9.2 Application of Correlation for Economists
The cause and effect relation existing between economic events is especially difficult to ascertain
because of the presence of innumerable variable elements. In solving his problems the economist can
not, like the physicist or chemist, eliminate all causes except one and then by experiment determine
the effect of that one. Causes must be dealt with en masse. Since any effect is the result of many
combined causes the economist is never sure that a given effect will follow a given cause. In stating
an economic law he always has to postulate “other things remaining the same,” with, perhaps, little
appreciation of what the other things may be. It is rarely, if ever, possible for the economist to state
more than “such and such a cause tends to produce such and such an effect.” Events can only be
stated to be more or less probable. He is dealing mainly, therefore, with correlation and not with
simple causation.
The problems of economics are similar to certain problems of biology, such as the effect of environment
and heredity upon the individual. In dealing with the question of heredity Karl Pearson says: “Taking
our stand then on the observed fact that a knowledge neither of parents nor of the whole ancestry
will enable us to predict with certainty in a variety of important cases the character of the individual
offspring we ask: What is the correct method of dealing with the problem of heredity in such cases ?

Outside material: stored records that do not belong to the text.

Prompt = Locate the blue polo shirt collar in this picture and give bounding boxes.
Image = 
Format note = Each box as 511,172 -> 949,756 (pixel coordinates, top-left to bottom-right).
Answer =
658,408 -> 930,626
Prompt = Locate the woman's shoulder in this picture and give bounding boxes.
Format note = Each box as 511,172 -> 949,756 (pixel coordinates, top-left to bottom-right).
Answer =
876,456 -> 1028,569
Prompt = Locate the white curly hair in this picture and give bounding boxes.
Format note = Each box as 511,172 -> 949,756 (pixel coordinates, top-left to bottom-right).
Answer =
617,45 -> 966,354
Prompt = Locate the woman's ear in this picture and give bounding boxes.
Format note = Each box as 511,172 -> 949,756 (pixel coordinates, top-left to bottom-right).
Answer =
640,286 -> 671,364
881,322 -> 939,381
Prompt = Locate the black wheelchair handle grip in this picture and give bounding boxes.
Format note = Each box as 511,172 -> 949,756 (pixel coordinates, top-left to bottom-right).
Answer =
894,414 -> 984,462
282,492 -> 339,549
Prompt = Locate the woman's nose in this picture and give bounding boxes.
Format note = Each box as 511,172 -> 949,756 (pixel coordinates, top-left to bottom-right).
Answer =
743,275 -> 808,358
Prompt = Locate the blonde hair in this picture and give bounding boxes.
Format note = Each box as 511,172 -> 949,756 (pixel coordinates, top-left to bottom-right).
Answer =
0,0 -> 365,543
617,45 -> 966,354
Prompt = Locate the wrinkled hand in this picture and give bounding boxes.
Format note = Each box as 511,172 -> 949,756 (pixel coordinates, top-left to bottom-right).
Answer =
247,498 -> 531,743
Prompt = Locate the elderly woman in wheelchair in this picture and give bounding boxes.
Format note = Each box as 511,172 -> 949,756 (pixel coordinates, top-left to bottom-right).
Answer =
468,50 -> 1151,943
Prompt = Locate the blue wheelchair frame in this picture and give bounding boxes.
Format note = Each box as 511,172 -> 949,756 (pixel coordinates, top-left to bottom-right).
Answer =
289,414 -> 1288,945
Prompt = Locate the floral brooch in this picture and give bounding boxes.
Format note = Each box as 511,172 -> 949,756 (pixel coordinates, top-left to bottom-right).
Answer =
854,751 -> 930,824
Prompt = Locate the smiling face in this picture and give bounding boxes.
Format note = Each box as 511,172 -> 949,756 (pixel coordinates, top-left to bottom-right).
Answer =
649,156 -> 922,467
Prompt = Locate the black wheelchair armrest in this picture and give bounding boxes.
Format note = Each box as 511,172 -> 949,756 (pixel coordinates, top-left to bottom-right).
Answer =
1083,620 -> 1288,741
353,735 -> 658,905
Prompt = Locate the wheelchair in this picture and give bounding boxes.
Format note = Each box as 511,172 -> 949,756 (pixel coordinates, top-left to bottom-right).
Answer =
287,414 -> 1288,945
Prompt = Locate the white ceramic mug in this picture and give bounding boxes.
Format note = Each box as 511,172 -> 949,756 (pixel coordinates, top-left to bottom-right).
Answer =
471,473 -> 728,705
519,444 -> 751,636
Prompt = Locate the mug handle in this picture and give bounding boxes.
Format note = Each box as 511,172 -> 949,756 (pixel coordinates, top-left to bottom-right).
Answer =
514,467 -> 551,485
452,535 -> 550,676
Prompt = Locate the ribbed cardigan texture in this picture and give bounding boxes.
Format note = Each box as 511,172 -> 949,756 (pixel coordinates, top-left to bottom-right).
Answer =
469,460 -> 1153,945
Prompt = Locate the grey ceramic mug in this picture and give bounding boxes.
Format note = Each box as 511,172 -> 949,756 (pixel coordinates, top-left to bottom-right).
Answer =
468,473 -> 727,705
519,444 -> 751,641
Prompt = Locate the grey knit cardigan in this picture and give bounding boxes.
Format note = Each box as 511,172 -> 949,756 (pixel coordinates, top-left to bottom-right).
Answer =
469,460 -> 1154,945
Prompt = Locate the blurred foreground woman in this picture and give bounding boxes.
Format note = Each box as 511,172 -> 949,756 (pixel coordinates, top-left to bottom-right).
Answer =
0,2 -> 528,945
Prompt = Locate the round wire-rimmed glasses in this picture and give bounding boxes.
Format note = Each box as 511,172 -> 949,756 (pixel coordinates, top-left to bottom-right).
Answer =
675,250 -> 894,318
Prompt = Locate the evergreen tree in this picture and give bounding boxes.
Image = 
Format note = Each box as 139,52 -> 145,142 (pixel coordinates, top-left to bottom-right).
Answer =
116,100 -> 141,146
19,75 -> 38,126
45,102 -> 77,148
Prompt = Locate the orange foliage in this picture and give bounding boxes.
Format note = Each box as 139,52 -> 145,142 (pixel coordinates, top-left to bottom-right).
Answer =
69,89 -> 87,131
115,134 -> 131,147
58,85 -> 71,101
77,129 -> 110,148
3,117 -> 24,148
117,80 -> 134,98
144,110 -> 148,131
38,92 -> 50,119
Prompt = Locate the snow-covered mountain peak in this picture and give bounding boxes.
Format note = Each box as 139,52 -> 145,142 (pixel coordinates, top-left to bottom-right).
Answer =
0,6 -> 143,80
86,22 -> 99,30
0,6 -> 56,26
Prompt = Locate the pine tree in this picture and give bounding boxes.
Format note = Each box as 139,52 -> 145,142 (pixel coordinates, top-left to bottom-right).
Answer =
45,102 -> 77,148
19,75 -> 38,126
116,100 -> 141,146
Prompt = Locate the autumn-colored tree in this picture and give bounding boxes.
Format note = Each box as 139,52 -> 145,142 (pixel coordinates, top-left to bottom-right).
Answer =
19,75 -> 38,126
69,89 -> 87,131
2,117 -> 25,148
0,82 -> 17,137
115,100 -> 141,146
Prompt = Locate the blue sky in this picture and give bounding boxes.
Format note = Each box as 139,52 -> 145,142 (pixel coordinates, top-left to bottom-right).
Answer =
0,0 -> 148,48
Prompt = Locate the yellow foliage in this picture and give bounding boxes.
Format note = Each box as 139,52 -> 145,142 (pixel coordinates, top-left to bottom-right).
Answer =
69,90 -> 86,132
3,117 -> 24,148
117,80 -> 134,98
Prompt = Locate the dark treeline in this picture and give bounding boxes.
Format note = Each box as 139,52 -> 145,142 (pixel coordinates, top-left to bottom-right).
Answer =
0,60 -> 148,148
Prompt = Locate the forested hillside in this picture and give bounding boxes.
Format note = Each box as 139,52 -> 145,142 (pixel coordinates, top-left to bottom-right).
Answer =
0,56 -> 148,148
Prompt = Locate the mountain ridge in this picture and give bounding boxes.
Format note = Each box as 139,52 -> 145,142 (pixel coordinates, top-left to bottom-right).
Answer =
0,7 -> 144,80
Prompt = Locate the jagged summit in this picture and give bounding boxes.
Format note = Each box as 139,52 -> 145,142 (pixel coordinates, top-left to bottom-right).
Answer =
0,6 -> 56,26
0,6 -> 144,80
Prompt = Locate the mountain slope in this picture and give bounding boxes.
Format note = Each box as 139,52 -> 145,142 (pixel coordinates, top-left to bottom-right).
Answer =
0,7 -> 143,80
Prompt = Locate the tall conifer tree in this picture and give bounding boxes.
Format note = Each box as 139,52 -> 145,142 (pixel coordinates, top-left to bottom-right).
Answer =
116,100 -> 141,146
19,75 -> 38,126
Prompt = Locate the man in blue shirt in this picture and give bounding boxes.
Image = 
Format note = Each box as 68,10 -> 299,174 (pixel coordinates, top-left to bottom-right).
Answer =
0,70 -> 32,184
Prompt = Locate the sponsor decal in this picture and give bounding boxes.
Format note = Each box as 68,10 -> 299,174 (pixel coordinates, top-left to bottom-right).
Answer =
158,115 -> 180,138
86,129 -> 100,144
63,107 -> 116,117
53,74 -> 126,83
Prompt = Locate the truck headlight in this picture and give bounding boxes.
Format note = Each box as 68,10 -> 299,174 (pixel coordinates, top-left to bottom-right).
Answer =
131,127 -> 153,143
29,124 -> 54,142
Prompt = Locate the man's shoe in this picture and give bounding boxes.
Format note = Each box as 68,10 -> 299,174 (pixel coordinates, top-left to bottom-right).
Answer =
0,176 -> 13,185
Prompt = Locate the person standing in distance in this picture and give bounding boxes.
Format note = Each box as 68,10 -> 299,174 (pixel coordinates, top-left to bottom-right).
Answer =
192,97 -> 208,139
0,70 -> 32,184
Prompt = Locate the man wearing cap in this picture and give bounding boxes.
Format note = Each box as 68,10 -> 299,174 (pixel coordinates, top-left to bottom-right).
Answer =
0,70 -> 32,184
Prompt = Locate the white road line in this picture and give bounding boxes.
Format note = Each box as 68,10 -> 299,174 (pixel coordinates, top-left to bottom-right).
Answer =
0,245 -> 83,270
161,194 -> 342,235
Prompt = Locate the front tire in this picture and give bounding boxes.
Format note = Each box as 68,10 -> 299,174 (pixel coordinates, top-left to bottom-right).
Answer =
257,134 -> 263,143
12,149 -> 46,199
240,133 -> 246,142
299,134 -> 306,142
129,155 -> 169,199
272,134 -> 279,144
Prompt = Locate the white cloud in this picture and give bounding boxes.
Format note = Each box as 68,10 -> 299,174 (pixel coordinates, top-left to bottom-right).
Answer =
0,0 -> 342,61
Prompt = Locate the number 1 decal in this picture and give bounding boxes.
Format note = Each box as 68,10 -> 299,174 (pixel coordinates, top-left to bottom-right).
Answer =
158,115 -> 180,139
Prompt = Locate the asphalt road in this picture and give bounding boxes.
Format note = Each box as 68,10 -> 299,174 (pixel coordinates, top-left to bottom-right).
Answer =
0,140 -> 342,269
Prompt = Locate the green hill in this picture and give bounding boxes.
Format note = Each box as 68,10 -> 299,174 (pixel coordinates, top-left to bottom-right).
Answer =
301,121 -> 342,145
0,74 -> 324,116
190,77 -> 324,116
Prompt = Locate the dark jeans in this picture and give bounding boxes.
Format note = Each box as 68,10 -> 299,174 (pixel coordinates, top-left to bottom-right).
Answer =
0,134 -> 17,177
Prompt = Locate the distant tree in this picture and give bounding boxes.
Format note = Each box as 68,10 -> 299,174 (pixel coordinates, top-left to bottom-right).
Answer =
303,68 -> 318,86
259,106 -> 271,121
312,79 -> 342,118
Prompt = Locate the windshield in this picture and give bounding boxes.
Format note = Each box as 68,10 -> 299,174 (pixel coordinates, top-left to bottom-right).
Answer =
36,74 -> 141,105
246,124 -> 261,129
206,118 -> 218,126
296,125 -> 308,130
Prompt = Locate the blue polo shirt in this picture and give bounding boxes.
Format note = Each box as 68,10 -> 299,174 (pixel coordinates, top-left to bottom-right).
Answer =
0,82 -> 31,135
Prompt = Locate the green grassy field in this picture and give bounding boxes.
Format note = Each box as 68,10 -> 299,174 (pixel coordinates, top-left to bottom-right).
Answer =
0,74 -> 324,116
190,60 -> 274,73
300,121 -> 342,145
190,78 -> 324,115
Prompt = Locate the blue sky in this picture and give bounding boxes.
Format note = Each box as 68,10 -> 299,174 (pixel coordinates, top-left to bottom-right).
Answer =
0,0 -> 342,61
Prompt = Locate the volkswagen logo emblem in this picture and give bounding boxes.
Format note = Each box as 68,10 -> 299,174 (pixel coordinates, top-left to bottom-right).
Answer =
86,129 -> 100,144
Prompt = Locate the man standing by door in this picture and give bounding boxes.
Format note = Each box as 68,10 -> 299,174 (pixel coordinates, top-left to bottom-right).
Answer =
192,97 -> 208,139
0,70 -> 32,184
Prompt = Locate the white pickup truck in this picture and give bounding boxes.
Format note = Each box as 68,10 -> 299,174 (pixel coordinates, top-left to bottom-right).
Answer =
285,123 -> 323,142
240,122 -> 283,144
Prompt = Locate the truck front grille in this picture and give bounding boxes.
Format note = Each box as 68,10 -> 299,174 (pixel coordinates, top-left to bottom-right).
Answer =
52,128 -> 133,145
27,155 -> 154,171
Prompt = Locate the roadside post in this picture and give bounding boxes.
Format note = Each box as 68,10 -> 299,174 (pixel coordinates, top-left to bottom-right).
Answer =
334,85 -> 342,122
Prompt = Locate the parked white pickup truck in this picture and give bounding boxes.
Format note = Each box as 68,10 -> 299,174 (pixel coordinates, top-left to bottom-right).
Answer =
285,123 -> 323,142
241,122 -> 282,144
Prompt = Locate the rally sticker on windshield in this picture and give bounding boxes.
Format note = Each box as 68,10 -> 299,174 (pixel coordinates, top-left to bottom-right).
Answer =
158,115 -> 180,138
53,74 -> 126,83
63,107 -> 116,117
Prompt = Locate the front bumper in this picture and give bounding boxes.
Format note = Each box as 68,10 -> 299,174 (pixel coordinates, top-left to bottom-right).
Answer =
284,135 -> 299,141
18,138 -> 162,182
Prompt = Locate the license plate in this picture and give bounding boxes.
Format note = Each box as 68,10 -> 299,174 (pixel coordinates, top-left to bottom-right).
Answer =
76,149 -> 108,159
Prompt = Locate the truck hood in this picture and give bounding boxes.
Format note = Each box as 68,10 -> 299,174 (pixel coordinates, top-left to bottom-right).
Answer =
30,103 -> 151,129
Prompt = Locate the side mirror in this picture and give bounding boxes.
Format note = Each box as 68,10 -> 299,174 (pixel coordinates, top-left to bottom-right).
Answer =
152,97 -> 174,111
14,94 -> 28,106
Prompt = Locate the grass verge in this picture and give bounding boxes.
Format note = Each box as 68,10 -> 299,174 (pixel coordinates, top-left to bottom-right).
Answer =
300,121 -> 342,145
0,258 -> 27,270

The causes A, B, C, D, E , . . . which we have as yet succeeded in isolating and defining are not always
followed by the effect X, but by any one of the effects U, V, W, X, Y, Z. We are therefore not dealing
with causation but correlation, and there is therefore only one method of procedure possible; we
must collect statistics of the frequency with which U, V, W, X, Y, Z, respectively, follow on A, B, C, D,
E . . . From these statistics we know the most probable result of the causes A, B, C, D, E and the
frequency of each deviation from this most probable result. The recognition that in the existing state
of our knowledge the true method of approaching the problem of heredity is from the statistical side,
and that the most that we can hope at present to do is to give the probable character of the offspring of
a given ancestry, is one of the great services of Francis Galton to biometry.”
Just as the biologists cannot predict a man’s height or color of eyes or temper or combativeness by
knowing those qualities in his ancestors, so economists cannot predict that a definite call rate in Wall
Street will go with a given percentage of reserves to deposits in New York banks or that a given
supply of wheat will result in a definite price per bushel. But, on the other hand, just as it has been
observed that there is a relation existing between a man’s stature and the stature of his ancestors, so
it has been observed that a relation does exist between bank reserves and call rates and between
supply of wheat and its price per bushel.
In order to deal in a satisfactory way with such questions as those given above it is necessary to
accumulate statistics of the supposedly related phenomena. In order to have those statistics indicate
anything it is necessary to obtain a method of measuring the extent of correlation between the phenomena.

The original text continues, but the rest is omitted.